- Known for: LGBT+ advocacy

= Erin Greene =

Bahamian human rights advocate

Erin Greene is a Bahamian human rights advocate. She is considered a leading advocate for LGBT rights in the Bahamas, having been described as "arguably the country’s most outspoken LGBT activist."

==Early and personal life==
As a teenager, Greene worked as a councilor at a Methodist Youth Summer Camp, at bible schools, and in the Police Force Summer Youth Program. After attending Queen's College in the early 1990s, she began identifying as gay in her twenties, which coincided with her increasing political engagement.

==Career and advocacy==
Greene is a longtime advocate for human rights, including for women, immigrants, and the incarcerated, but particularly for LGBT Bahamians. LGBT rights in the Bahamas are extremely limited: There are no laws that address discrimination or harassment due to sexual orientation or gender identity, nor does the country recognize same-sex unions in any form, whether it be marriage or partnerships.

She began her work as an activist in earnest in the late 1990s and early 2000s, helping organize the first Pride event in the country in 2001. In 2000, she joined the Caribbean Association for Feminist Research and Action (CAFRA), becoming its Bahamas representative in 2002 and eventually becoming regional chairperson.

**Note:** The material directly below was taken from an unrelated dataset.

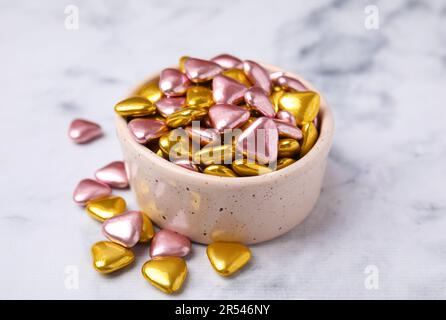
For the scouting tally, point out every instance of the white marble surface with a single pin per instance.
(383, 202)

When the Rainbow Alliance of the Bahamas coalesced in 2003, Greene became the organization's spokesperson, eventually serving as the group's president before it shut down in 2008.

Greene joined the Caribbean Forum for Liberation and Acceptance of Genders and Sexualities (CARIFLAG) and the Bahamas Human Rights Network in 2007, and she has also been involved in the Bahamian-Haitian Solidarity Group for immigration rights. She later served as director of advocacy at the Society Against STIs and HIV (SASH) Bahamas in 2013–2014.

Greene has faced significant backlash to her activism, including a series of death threats and stalking incidents. In 2019, she was the subject of violent threats and harassment on social media after she called for the Jamaican musical artist Buju Banton to refrain from performing his controversial song "Boom Bye Bye," which has been interpreted as supporting the murder of gay men, during a regional concert tour.

In 2014, she was nominated for a Community Titan Award as part of Bahamas Pride Freedom Weekend.

Greene has hosted the radio shows "The Culture of Things" and "On the Clock." She also works as a fish distributor and does stand-up comedy.